I am not sure many companies want to get into the camera market. Sony has done what it does best, hammer out electronics. Samsung has the cash reserves to keep mucking around in this market, but seem to be failing to make any headway... Google and Amazon do rather well but again I cant see them interested in traditional photography.

It is more likely Olympus soldiers on in m43rds and 43rds, thinning their compacts to next to nothing and releasing 2 bodies in 43rds to draw in additional sales. Keeping a camera division is important for an optical company, it maintains the brand awareness in the consumer sphere and it leverages assets such as optical manufacturing which is important in their medical division.

So I see them with a simplified release schedule resuming shortly in 43rds using similar tech from m43rds, and m43rds being their volume sales... I dont see anyone buying a camera division today when all camera companies are struggling.


I can see samsung making noise in the little niche they've carved themselves, smart cameras and I can see the others doing it as well.

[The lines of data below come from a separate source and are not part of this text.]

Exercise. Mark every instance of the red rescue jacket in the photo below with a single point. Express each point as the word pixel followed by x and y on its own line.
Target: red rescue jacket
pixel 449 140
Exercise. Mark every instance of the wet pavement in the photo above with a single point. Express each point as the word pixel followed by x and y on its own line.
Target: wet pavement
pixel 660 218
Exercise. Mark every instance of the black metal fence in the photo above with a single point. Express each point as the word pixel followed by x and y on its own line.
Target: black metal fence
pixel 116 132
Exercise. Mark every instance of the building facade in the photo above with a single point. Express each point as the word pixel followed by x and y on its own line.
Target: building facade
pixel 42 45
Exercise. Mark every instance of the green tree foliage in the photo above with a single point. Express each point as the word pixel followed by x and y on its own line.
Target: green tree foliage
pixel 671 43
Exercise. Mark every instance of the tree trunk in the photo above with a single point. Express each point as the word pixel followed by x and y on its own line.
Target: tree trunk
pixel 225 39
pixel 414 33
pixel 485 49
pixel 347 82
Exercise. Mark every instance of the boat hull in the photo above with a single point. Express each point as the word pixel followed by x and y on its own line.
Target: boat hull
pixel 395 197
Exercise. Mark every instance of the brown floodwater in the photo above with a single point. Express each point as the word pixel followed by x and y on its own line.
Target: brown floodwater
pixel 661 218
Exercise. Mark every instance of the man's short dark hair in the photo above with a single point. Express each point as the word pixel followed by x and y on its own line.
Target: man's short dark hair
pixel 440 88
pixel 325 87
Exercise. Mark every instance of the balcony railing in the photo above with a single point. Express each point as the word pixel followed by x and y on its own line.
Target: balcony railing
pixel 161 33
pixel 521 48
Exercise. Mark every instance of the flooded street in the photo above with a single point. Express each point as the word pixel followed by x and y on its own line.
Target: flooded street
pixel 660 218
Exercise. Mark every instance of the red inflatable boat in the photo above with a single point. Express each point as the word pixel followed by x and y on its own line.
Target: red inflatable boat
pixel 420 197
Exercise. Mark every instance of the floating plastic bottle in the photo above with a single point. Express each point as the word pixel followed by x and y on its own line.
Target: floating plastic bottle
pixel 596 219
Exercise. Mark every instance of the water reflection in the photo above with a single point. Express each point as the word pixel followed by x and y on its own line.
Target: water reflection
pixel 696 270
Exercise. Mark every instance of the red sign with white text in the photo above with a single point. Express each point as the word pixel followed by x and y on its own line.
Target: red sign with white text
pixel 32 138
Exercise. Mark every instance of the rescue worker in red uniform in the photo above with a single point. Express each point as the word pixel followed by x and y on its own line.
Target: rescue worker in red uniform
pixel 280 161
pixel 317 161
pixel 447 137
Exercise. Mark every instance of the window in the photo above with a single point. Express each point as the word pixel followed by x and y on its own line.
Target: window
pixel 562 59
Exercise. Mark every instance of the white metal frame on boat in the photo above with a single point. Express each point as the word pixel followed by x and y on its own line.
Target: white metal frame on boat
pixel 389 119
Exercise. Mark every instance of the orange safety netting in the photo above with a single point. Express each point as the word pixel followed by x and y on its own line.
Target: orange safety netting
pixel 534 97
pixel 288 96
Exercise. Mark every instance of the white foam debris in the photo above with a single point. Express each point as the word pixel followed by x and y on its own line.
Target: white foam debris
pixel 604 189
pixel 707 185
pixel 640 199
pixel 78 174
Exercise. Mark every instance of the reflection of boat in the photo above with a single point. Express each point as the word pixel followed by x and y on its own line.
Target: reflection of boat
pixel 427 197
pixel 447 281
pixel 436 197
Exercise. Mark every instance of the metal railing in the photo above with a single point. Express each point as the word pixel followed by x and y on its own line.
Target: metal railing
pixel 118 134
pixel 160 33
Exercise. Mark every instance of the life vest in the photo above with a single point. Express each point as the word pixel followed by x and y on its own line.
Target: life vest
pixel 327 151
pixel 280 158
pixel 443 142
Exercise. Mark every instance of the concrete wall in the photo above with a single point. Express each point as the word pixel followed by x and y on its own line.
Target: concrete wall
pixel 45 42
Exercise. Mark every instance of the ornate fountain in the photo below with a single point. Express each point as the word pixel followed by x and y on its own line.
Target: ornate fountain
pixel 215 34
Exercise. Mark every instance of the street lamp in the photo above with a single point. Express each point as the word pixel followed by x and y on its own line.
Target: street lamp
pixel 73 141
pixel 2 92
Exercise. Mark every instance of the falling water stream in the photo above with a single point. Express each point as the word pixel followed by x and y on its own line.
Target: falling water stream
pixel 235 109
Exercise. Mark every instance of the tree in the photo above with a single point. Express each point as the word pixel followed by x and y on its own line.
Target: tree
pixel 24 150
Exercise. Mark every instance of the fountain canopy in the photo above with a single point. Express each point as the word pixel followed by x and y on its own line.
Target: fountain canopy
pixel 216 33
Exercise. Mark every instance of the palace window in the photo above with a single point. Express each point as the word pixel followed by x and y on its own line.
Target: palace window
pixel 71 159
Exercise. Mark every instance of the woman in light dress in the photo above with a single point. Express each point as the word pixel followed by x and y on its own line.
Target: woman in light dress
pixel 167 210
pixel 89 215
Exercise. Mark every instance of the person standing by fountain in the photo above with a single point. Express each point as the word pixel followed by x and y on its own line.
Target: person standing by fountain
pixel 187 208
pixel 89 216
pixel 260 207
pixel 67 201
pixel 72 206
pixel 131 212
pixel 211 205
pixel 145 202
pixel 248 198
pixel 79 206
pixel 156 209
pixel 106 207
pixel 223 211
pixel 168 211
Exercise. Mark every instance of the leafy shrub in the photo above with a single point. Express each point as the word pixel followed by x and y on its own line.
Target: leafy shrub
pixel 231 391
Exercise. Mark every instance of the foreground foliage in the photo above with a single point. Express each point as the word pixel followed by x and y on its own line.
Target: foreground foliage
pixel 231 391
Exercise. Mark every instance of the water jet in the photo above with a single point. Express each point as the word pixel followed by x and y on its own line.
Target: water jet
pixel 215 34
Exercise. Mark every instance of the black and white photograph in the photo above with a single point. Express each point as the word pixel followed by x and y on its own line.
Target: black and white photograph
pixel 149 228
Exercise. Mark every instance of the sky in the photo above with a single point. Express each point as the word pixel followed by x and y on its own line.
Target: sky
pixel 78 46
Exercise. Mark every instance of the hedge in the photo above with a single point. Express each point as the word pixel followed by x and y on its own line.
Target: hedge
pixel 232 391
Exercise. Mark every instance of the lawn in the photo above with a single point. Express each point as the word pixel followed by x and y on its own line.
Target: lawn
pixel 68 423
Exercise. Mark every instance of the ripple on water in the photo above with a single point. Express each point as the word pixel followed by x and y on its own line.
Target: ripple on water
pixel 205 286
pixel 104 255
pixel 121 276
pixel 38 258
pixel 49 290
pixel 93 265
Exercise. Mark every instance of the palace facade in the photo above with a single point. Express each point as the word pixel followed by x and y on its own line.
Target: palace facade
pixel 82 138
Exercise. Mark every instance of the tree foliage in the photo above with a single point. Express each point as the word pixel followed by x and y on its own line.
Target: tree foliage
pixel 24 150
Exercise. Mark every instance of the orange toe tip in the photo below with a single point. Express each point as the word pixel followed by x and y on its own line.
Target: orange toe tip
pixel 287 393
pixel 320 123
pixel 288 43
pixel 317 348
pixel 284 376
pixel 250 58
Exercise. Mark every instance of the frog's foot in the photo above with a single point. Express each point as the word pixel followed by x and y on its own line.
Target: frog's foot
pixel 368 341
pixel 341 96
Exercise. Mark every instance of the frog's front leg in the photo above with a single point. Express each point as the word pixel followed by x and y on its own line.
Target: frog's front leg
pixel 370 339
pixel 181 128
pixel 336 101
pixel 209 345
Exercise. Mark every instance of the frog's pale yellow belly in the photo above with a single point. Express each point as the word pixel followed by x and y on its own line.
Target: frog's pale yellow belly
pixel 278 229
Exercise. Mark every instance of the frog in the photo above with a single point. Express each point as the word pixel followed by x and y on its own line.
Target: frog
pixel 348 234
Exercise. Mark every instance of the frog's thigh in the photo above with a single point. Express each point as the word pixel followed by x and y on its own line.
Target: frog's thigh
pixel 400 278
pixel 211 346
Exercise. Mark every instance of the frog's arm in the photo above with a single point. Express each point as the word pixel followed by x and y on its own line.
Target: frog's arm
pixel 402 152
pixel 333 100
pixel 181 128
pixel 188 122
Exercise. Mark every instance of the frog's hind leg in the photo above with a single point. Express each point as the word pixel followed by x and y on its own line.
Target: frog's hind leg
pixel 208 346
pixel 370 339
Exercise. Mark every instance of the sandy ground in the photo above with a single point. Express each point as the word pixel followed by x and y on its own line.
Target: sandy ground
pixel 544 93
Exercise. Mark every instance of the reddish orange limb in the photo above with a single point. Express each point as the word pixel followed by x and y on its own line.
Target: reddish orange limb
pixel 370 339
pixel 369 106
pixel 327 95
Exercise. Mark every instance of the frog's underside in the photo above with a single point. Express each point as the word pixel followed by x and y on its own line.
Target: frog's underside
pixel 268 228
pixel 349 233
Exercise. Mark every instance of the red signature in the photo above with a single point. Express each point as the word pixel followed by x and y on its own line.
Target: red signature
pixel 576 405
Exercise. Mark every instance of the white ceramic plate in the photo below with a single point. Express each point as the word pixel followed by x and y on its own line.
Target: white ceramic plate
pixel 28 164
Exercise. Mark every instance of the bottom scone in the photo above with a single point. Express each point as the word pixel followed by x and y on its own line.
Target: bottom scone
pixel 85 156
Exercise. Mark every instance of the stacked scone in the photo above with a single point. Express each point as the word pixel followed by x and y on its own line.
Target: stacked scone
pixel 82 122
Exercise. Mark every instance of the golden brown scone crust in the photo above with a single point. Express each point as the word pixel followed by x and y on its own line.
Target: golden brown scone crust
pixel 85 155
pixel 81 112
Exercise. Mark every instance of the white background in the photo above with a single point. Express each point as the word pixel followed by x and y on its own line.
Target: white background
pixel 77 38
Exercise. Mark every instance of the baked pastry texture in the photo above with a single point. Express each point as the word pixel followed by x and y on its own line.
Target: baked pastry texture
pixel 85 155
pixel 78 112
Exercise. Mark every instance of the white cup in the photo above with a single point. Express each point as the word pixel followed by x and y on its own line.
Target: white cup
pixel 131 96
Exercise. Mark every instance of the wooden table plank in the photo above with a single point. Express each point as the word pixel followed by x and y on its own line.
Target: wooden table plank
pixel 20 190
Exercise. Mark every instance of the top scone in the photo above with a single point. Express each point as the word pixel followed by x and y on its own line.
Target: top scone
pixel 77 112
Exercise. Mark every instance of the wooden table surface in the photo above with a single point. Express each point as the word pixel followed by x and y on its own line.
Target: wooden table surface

Point and shoots either fade completely or they integrate a mobile os like a smartphone and access familiar applications and can upload photos to the internet right away or link with smartphones to do it like the canon point and shoot that was unveiled recently.
It's a completely feasible market that hasn't been tapped into much and the first couple examples released were clunky but it's bound to become a really smooth experience soon. One of the main reasons people use their smartphones other than the fact that they carry with them all the time is for the very intuitive editing apps and also the immediate and ease of uploading. You take those qualities and put them into a point and shoot and there will be a decent amount of people willing to buy a point and shoot camera, you are offering the consumer a lot more value along with a very familiar experience vs a sole camera with nothing else on it. Most photographers won't care of course but this is the huge mainstream market we're talking about, the market that actually accounts for most profits.

The way I see the problem, is that people believe they already have a camera in their phone... So most dont see the need in buying a "second camera" especially if it does the same thing as their phone...

However there will always be a market for larger sensored cameras, the look is different, there is a seriousness and prestige to the equipment which many people seek out... However it wont be mass by any means. And there lies the issue, where will these camera companies find their volume again...

You know everyone was saying the same thing with tablets. Why have one when you have a smartphone on you at all times and you have a laptop that you can carry? Nobody will buy another device to do the same thing. It's not necessarily that it's doing the same thing but it's more so how it does these things.

A zoom lens and better low light capability is something many people desire and these are things that take up too much space in a slim phone. A point and shoot that happens to do more than just take a picture is something that is very appealing here, I'm not sure you realize the impact that mobile applications such as instagram and twitter have. Nothing else comes close to the volume of media (with engaged users) that flows through their networks, nothing and it just so happens that there isn't a camera(or worthy one yet) that taps into that.
I'm not saying this is something that will sell in the same qauntities as the first few generations of digital elphs but more so saying there is quite a decent market for this and a few of the smart corporations will at least give it a try or come up with something very similar.